UC Merced employees and alumni were loud and proud supporters of the #GiveTueUCM campaign, part of the international day of charity known as Giving Tuesday on Dec. 1.
Including matching funds, the university raised more than $310,000 for undergraduate scholarships and $316,000 total. Last year’s inaugural effort raised just over $40,000.
Almost 400 individual donors participated in this year’s campaign. Of those donors, 102 were UC Merced alumni and 132 were either staff or faculty.
“It’s the highest number of individual donations we’ve ever received on a single day,” said Chris Abrescy, alumni relations director and a member of the campaign’s steering committee.
The 3-to-1 match, offered by Wells Fargo and Foster Poultry Farms, quadrupled gifts directed to 12 scholarship funds during the 24-hour #GiveTueUCM campaign.
The first two gifts of the campaign came from Chancellor Dorothy Leland and Vice Chancellor for Development and Alumni Relations Kyle Hoffman. About 24 hours later, alumna Danielle Armedilla (2012), who works in the Office of the Chancellor, made the final online gift.
The San Joaquin Valley UC Alumni Scholarship Endowment received $36,440 post-match — the most of all eligible funds — and reached its endowment goal. An endowment is a legacy gift that generates interest to maximize its impact over time. Endowments are not always immediately accessible, as it can take time to reach the minimum level required.
The school scholarship funds, on the other hand, are immediately awarded the following term at the discretion of the deans. The School of Natural Sciences raised almost $22,000 for its undergraduate scholarship fund after the match. The School of Engineering raised about $9,500, and the School of Social Sciences, Humanities and Arts raised almost $12,300.
The Choice to Give is Personal
School of Natural Sciences Dean Juan Meza was a vocal advocate of the campaign, challenging his staff, faculty, students, alumni — and even his fellow deans — to support the initiative throughout the 24-hour period.
The first in his family to attend college, Meza knows firsthand the impact scholarships make on the students who receive them.
“My parents had little money to provide for college,” he said. “Without that financial support, I would not have been able to attend Rice University, my first-choice school, and I likely would not be where I am today.”
When Meza talks about what drives him to personally support scholarships and encourage others to do the same, he echoes the sentiment shared on social media by other employees who participated in the campaign.

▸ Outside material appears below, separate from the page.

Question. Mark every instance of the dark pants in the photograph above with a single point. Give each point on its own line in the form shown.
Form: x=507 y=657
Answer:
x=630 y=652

“I feel a strong obligation to pay back that debt and to help those in need today,” he said. “I know our students are deserving of these scholarships — they are smart, hard-working, and they have a dream. It makes me feel good that in some small way I can help make their dreams of a college education come true.”
Interests Drive Giving
The passion of donors was evident by the choices made in targeting funds. The Guardian Scholars Scholarship Fund, which supports former foster youth enrolled at UC Merced, received more than $31,000.
The Dream Act Scholarship Fund received more than $29,000. That fund supports students covered by AB 540, which allows undocumented students who graduate from California high schools to enroll at public universities. Those students are not eligible for federal financial aid.
Drs. Jose Miramontes and Julia Villa-Miramontes, parents of 2015 graduate Jose Miramontes, donated $5,000 to the Dream Act Scholarship.
“Julia and I applaud UC Merced's leadership in providing excellent higher education to our state's undocumented students,” Jose Miramontes said. “We continue to support UC Merced's efforts in helping our amazing students to thrive despite the incredible financial challenges that are unique to their tenuous situation. Those students inspire us with their courage and work ethic, and we will continue to do what we can to help them realize their full potential.”
Jessica “JaeJae” Julian (2009) and Marko Zivanovic (2014) became the first alumni to create scholarship endowments by pledging to give $10,000 each over the next five years. Upon fulfillment of their pledges, the matching funds will turn their donations into two $40,000 endowments.
Though #GiveTueUCM attracted a number of large gifts, Abrescy said the appeal of the campaign was that the matching funds made no gift seem too small. A total of 82 current students gave 85 individual gifts online and in person.
“A $5 pledge was multiplied to $20, and we had a lot of students show up at our Lantern headquarters to donate anywhere from $1 to $20 toward their school scholarships,” he said, noting that the largest student gift was $180. After the match, contributions from current students totaled more than $5,100.